Harshly she cropped his speech. "The comity of nations!" She laughed fiercely in the grave long face and snowy beard of him. "I have said a word about the comity of nations in this letter. It counts for naught in this affair. I've warned his Spanish majesty of that."
"'Tis what I feared, madam..."
"Lord! Walsingham, when will you cease to be a woman?" She sank her seal into the wax.
Walsingham, now terror-stricken, murmured of the Privy Council. At that she rose in fury, the letter in her hand, to inform him that she was no ward of the Privy Council; that the Privy Council existed but to interpret her sovereign will. The outrage committed by a Spanish noble upon the person of an English maid, was an insult to England. She herself was England's incarnation, she informed the Secretary, and it was for her to answer that insult. It was answered in the letter, and Sir Gervase should deliver it.

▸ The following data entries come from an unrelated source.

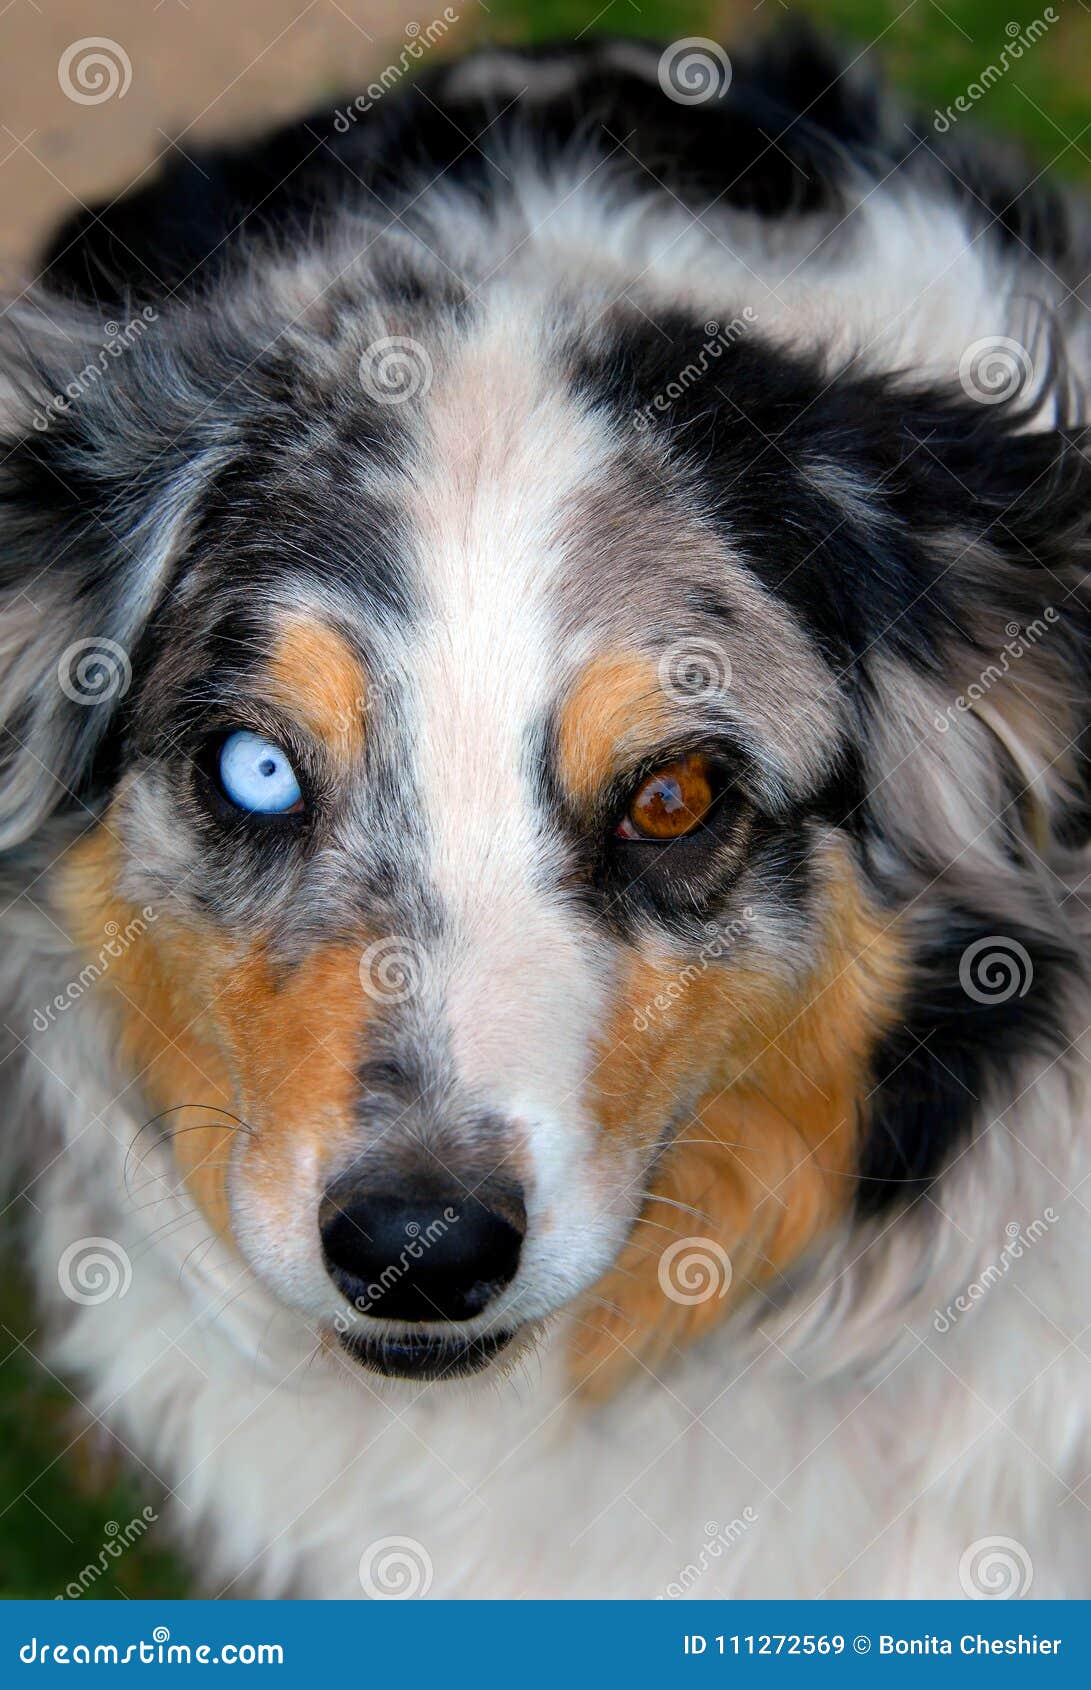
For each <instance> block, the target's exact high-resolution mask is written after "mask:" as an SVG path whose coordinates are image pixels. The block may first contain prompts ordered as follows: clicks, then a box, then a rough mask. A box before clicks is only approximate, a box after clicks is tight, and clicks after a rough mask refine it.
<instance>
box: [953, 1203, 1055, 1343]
mask: <svg viewBox="0 0 1091 1690" xmlns="http://www.w3.org/2000/svg"><path fill="white" fill-rule="evenodd" d="M1059 1220H1061V1215H1059V1213H1057V1210H1056V1208H1044V1210H1042V1213H1040V1217H1039V1218H1037V1220H1032V1222H1030V1225H1029V1227H1022V1225H1020V1224H1018V1220H1010V1222H1008V1224H1007V1227H1005V1229H1003V1230H1005V1234H1007V1239H1008V1242H1007V1244H1005V1246H1003V1249H1001V1251H1000V1256H998V1257H996V1261H993V1262H990V1264H988V1266H986V1268H983V1269H981V1273H980V1274H978V1278H976V1279H971V1281H969V1284H968V1286H966V1289H964V1291H961V1293H959V1295H958V1296H956V1298H954V1301H953V1303H947V1306H946V1308H937V1310H934V1311H932V1327H934V1328H936V1332H939V1333H941V1337H942V1335H944V1333H947V1332H951V1328H953V1327H954V1325H958V1322H959V1318H961V1317H963V1315H968V1313H969V1310H971V1308H973V1306H974V1303H980V1301H981V1298H983V1296H988V1293H990V1291H991V1289H993V1286H995V1284H1000V1281H1001V1279H1005V1278H1007V1274H1008V1273H1010V1271H1012V1264H1013V1262H1017V1261H1020V1259H1022V1257H1023V1256H1025V1254H1027V1251H1030V1249H1034V1246H1035V1244H1037V1242H1039V1239H1044V1237H1045V1234H1047V1232H1049V1229H1050V1227H1056V1224H1057V1222H1059Z"/></svg>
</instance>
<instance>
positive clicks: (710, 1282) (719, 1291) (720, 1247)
mask: <svg viewBox="0 0 1091 1690" xmlns="http://www.w3.org/2000/svg"><path fill="white" fill-rule="evenodd" d="M730 1286H731V1257H730V1256H728V1252H726V1251H725V1247H723V1244H718V1242H716V1239H703V1237H692V1239H676V1240H674V1244H669V1246H667V1249H665V1251H664V1252H662V1256H660V1257H659V1288H660V1291H662V1293H664V1296H667V1298H669V1300H670V1301H672V1303H681V1305H682V1306H686V1308H689V1306H692V1305H694V1303H711V1300H713V1298H723V1296H726V1295H728V1289H730Z"/></svg>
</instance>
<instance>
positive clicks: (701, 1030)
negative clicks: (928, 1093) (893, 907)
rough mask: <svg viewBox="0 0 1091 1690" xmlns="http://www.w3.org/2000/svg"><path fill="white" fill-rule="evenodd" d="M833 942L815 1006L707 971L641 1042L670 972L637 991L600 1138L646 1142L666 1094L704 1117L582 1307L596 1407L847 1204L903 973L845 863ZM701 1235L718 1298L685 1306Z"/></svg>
mask: <svg viewBox="0 0 1091 1690" xmlns="http://www.w3.org/2000/svg"><path fill="white" fill-rule="evenodd" d="M826 935H828V936H826V950H824V960H822V965H821V968H819V970H816V975H814V977H812V979H811V980H809V982H807V987H806V992H802V994H801V992H787V990H785V987H784V984H782V982H779V980H770V979H768V977H762V975H758V973H757V972H755V970H752V968H731V967H726V968H708V970H706V972H704V973H703V975H701V979H699V980H696V982H694V984H692V985H691V989H689V990H687V992H686V995H684V997H682V999H679V1000H677V1002H676V1006H674V1009H672V1011H670V1014H669V1017H667V1024H665V1028H664V1026H660V1028H652V1029H649V1033H645V1034H635V1033H633V1031H632V1014H633V1007H638V1006H640V1004H647V1002H650V999H652V997H654V995H655V990H662V987H664V984H665V972H659V970H647V968H642V970H638V979H633V980H632V982H630V987H628V992H627V1002H625V1006H623V1009H621V1012H620V1026H618V1028H615V1033H616V1036H618V1039H621V1043H620V1044H618V1048H616V1051H615V1055H613V1056H611V1058H608V1060H606V1061H605V1063H603V1066H601V1070H600V1083H601V1088H603V1095H605V1114H606V1131H615V1132H616V1131H625V1132H635V1134H638V1136H640V1137H642V1139H643V1141H645V1142H650V1136H654V1132H655V1127H657V1122H662V1119H665V1115H667V1110H669V1107H670V1098H672V1097H674V1098H677V1097H686V1095H694V1092H697V1093H703V1102H699V1104H697V1107H696V1109H694V1112H692V1117H691V1120H689V1126H687V1127H686V1129H684V1131H682V1132H681V1134H679V1137H677V1139H676V1142H674V1144H672V1146H670V1149H669V1151H667V1153H665V1156H664V1159H662V1163H660V1164H659V1168H657V1173H655V1176H654V1180H652V1185H650V1188H652V1193H654V1197H652V1198H650V1200H649V1202H647V1205H645V1210H643V1213H642V1217H640V1220H638V1224H637V1227H635V1230H633V1235H632V1239H630V1242H628V1246H627V1249H625V1251H623V1252H621V1257H620V1259H618V1264H616V1268H615V1269H613V1271H611V1273H608V1274H606V1276H605V1279H603V1281H600V1284H598V1286H596V1288H594V1295H593V1298H591V1300H589V1303H588V1306H586V1308H581V1323H579V1325H578V1328H576V1332H578V1337H576V1338H574V1354H573V1367H574V1374H576V1377H578V1379H579V1381H583V1384H584V1391H586V1394H589V1396H593V1398H601V1396H606V1394H610V1393H611V1391H613V1389H615V1387H616V1384H618V1382H620V1381H621V1379H623V1377H625V1374H627V1372H628V1371H630V1367H632V1366H633V1359H635V1357H638V1359H640V1360H643V1362H645V1364H649V1366H655V1364H657V1362H662V1360H664V1359H665V1357H667V1355H669V1352H672V1350H676V1349H681V1347H684V1345H687V1344H691V1342H692V1340H694V1338H697V1337H701V1335H703V1333H704V1332H706V1330H708V1328H709V1327H713V1325H714V1323H716V1322H718V1320H721V1318H723V1315H725V1313H726V1311H730V1310H731V1308H735V1306H738V1303H740V1301H741V1300H743V1298H745V1296H746V1295H748V1293H750V1291H753V1289H755V1288H760V1286H762V1284H763V1283H767V1281H768V1279H772V1278H775V1276H779V1274H780V1273H784V1271H785V1269H787V1268H789V1266H790V1264H792V1262H794V1261H797V1257H799V1256H801V1254H802V1252H804V1251H806V1249H807V1247H809V1246H811V1244H814V1242H816V1239H817V1237H819V1235H821V1232H822V1230H824V1229H828V1227H829V1225H831V1224H833V1222H834V1220H836V1218H838V1215H839V1213H843V1212H844V1208H846V1207H848V1203H849V1202H851V1198H853V1195H855V1185H853V1169H855V1163H856V1146H858V1127H860V1115H861V1107H863V1098H865V1092H866V1061H868V1051H870V1048H871V1044H873V1041H875V1038H877V1034H878V1033H880V1031H882V1029H883V1028H885V1026H888V1024H890V1021H892V1016H893V1011H895V1009H897V1004H898V1000H900V995H902V989H904V979H905V970H904V963H902V957H900V943H898V938H897V933H893V931H885V929H883V928H882V924H880V921H878V919H877V918H875V914H871V913H870V911H868V909H866V904H865V901H863V897H861V894H860V892H858V891H856V886H855V879H853V874H851V867H849V865H848V862H844V864H841V865H839V869H838V877H836V879H834V882H833V884H831V886H829V892H828V914H826ZM649 975H650V979H649ZM649 1038H650V1048H649V1049H647V1051H645V1049H643V1041H645V1039H649ZM689 1237H694V1239H713V1240H714V1242H716V1244H719V1246H721V1247H723V1249H725V1251H726V1252H728V1257H730V1261H731V1283H730V1288H728V1291H726V1295H725V1296H723V1298H721V1296H718V1295H711V1296H709V1298H708V1300H704V1301H699V1303H676V1301H672V1300H670V1298H669V1296H667V1295H665V1291H664V1288H662V1286H660V1278H659V1269H660V1261H662V1256H664V1251H665V1249H667V1247H669V1246H670V1244H674V1242H676V1240H681V1239H689ZM676 1283H677V1279H676ZM694 1289H696V1286H694Z"/></svg>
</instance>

Walsingham fell back appalled but daring nothing further. The circumstances were all unfortunate and against him. He was himself to blame for his rashness in having introduced that young hot-head and his worse companion to audience with Her Majesty. The harm was done. Let him provide as best he could for the consequences, whatever they might be. Further intervention here might but curtail his power of doing even so much when the time came.
The Queen proffered the letter to Gervase. "There is your weapon, sir. Get you to Spain with all speed. This shall be sword and buckler to you. Yet should it chance to fail you, depend upon me to avenge you right nobly. And so God speed thee on this knightly errand. Away with him, Sir Francis. Let me know anon how he hath fared. I charge you not to fail me, on your life."
Gervase went down on his knees to receive the package. She held out her hand to him. He kissed it respectfully and in some awe, whereupon her other hand lightly touched his rippling auburn locks.
"Art a bonnie lad and a loving heart," said she in a softened voice, and lightly sighed. "God bring thy mistress scatheless home and thee with her."
He stumbled out of her presence with Sir Oliver and Sir Francis. All three of them had more than guessed what she had written.
Sir Francis sourly took his leave of them. He would have interfered had he dared. But he was on the horns of a dilemma and was constrained to the prudence of inaction. So he suffered them to depart, bearing a package that might set the world on fire.